I do understand now. The thing is, there are some things that simply have to happen in life: everything has to find its place. But that is a very slow process. Decisions, ideals, intentions are of little help here. Have you noticed how difficult it is to arrange the furniture in a room so it is perfect, so you never want to move it again? It takes years, and you think everything is just where it should be, while all the time you have the vague, uncomfortable feeling that it is not quite right after all, that maybe the armchairs are not in their proper places and perhaps there should be a table just where that chair is now. And then, eventually, after ten or twenty years have passed, years in which you have never felt fully comfortable, when the furniture and the space available for it seem to have been at odds for ages, you suddenly see how it should be, you spot the mistake, you understand the secret inner dimensions of the room, push the furniture a little this way or that and find, or so you think, that everything has finally found its place. And for a few more years you feel convinced that the room is finally perfect, a complete success. But then — say, after ten more years — you grow dissatisfied again, if only because you change, as we all do, as does our spatial awareness, so that there never can be perfect, final order. That’s how life is: we develop strategies to tackle it, and for a long time we believe the strategies are the appropriate ones, so we go to work in the morning, take a walk in the afternoon, and engage in cultural activities in the evening. Then, one day, we discover the only way we can continue to bear or make sense of it is by turning the whole thing on its head, and we can’t begin to understand how we could have tolerated the idiotic system as it was. That’s how things change around us and in us. And it is all temporary, even the new order, the inner peace, because it is part of the process of change and works according to its laws, so eventually it too stops working … And why? Maybe because we ourselves come to a stop sometime. As does everything that is of any consequence to us.

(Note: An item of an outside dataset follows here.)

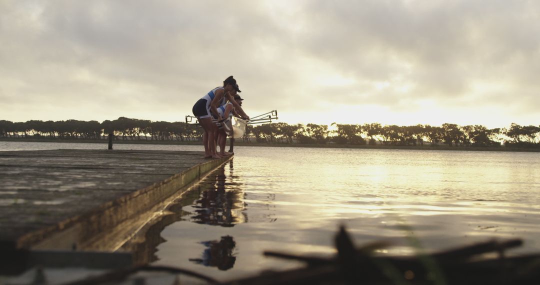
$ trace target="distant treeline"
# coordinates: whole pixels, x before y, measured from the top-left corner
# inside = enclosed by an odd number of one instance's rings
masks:
[[[0,120],[0,138],[61,139],[105,139],[109,133],[117,139],[198,141],[202,130],[185,122],[151,121],[120,117],[112,121]],[[488,129],[479,125],[443,124],[415,126],[363,125],[289,125],[285,123],[248,125],[241,139],[246,142],[337,144],[417,146],[446,144],[449,146],[510,146],[540,147],[540,126],[520,126]]]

No, this was not what they call a “grand passion.” It was simply that someone brought me to understand that she lived nearby and was waiting for me. It was a cheap way of doing it. A servant’s way. It was like a pair of eyes gazing at me in the darkness. It was my secret, and the secret lent a certain bearing, a certain tension to my life. I didn’t want to betray the secret; I didn’t want to be faced with painful, idiotic, murky situations. I simply felt a little calmer after that.

That is until, one day, Judit Áldozó disappeared from my mother’s household.

The story I am telling you extends over years, and much of it has grown indistinct and lost importance … It’s the woman I want to talk about now, this proletarian creature. I want to concentrate on the important parts and ignore the parts involving the police, if you don’t mind. All such stories involve the police or a magistrate somewhere along the line. Life punishes one a little, as you may be aware … Lázár told me that once and I took it as an insult at the time, the idea of it, but later, once proceedings started, I understood. Because we are not innocents in the eyes of life, and one day we find ourselves on trial. Whether life finds us guilty or not guilty, we ourselves know we are not innocent.